Maybe next year we’ll be one of the lucky ones. Maybe we’ll be the ones holding the baby. I looked at those children and knew it was possible. It happens every day – normal babies, normal pregnancies. I have to believe it can and will be for me too.

belly-10w4d-halloween

10 responses to “Halloween”

  1. Cynthia says:

    aww you look soo sweet Nat and glowing..You look so darn happy and you should be…:D

  2. Barb says:

    I’m so happy you were so happy! YOu look adorable.

    I always think you handle situations like that well from what you say. I think it was wise of that woman not to badger you to elaborate even if you’re ok with it. Your evasiveness on that issue could mean so many different things and so many of them very private or not pleasant.

    xo

  3. Kathy says:

    You look so beautiful Natalie! :) Those situations/conversations are always uncomfortable for me, but good for you being honest and not holding back. I really hope that next year your little one will be at home with you dressed in costume and celebrating Halloween! :) It can happen (I am living proof) and I have everything crossed (and am hoping and praying) that it will this time for you! :)

  4. Sally says:

    You look great, Natalie.

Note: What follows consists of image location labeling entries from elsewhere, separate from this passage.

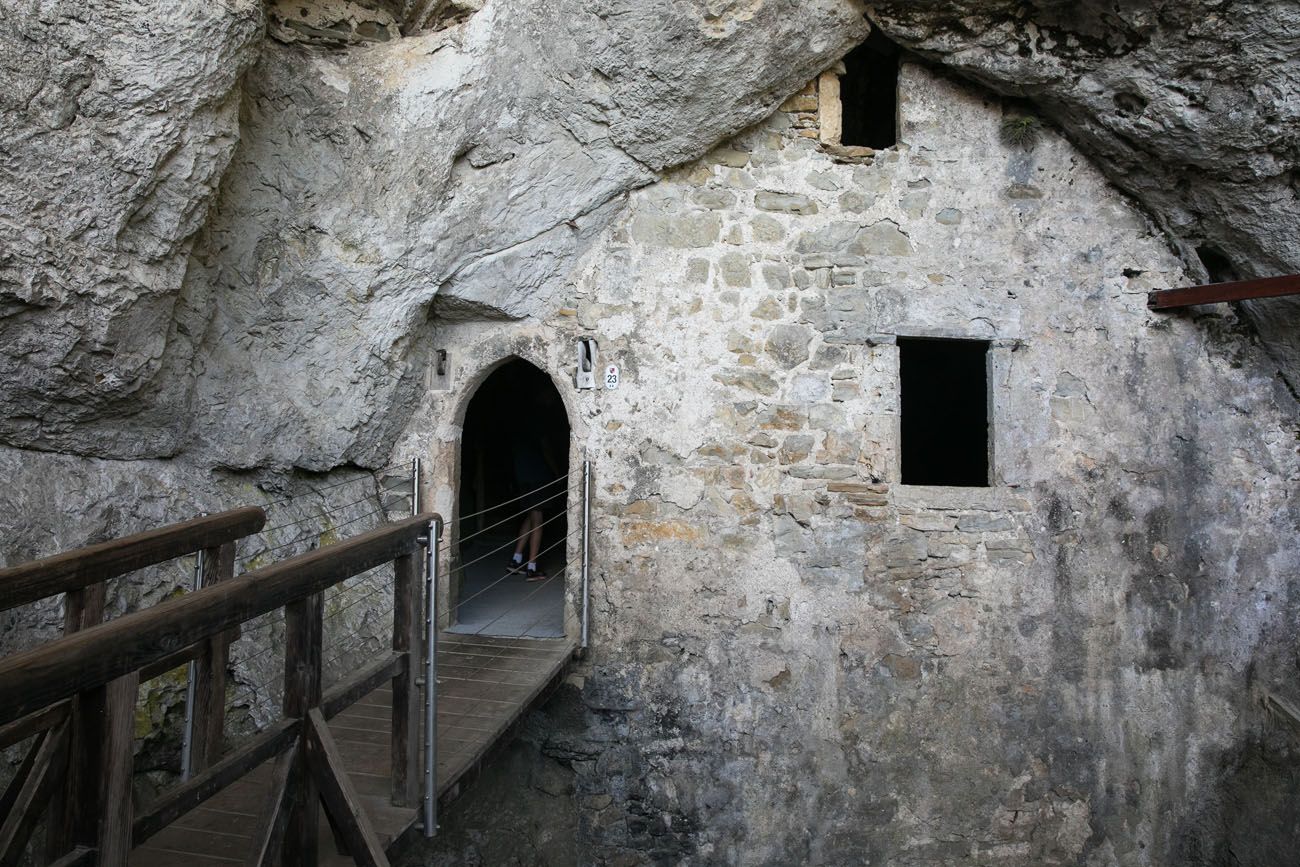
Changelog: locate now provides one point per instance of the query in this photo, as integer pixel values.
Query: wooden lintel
(341, 800)
(1239, 290)
(187, 796)
(91, 564)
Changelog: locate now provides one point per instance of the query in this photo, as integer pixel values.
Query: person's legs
(527, 529)
(534, 537)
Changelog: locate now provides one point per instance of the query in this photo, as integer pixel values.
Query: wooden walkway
(485, 685)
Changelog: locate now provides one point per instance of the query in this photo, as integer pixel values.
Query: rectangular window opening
(944, 407)
(869, 94)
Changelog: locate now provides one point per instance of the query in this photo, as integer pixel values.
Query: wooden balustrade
(82, 689)
(63, 767)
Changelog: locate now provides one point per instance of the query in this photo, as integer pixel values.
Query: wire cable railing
(363, 597)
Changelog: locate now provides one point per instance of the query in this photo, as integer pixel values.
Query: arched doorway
(514, 498)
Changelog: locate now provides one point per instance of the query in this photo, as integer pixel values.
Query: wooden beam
(86, 566)
(187, 796)
(339, 797)
(1239, 290)
(170, 662)
(404, 741)
(209, 671)
(78, 857)
(303, 634)
(343, 696)
(274, 822)
(117, 768)
(35, 784)
(53, 671)
(33, 723)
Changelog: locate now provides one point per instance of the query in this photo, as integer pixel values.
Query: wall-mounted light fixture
(586, 363)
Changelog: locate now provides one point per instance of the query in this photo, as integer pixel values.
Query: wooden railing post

I know how you feel about the party situation, I was at one a few weeks ago where I had many of the same exchanges. Our normal is so different from the other normal.
    Thinking of you and your babies.

  5. Marie says:

    Just wanted to let you know that you look stunning Nat!!

  6. Sarah Lynn says:

    Awww your costume is really cute!

  7. KC says:

    you do have a belly! it comes on pretty quick with second pregnancies!!!

  8. jess paez says:

    so happy you had a great time. you’re happy-it shows! you look wonderful! :)

  9. worried26-Crytsal says:

    You look AMAZING, absolutely beautiful! No wonder you felt good all night you looked like a Foxy lady.

  10. Laura says:

    Nat-you look so pretty and happy! I love that photo of you and I think it’s perfect for your LP avatar too!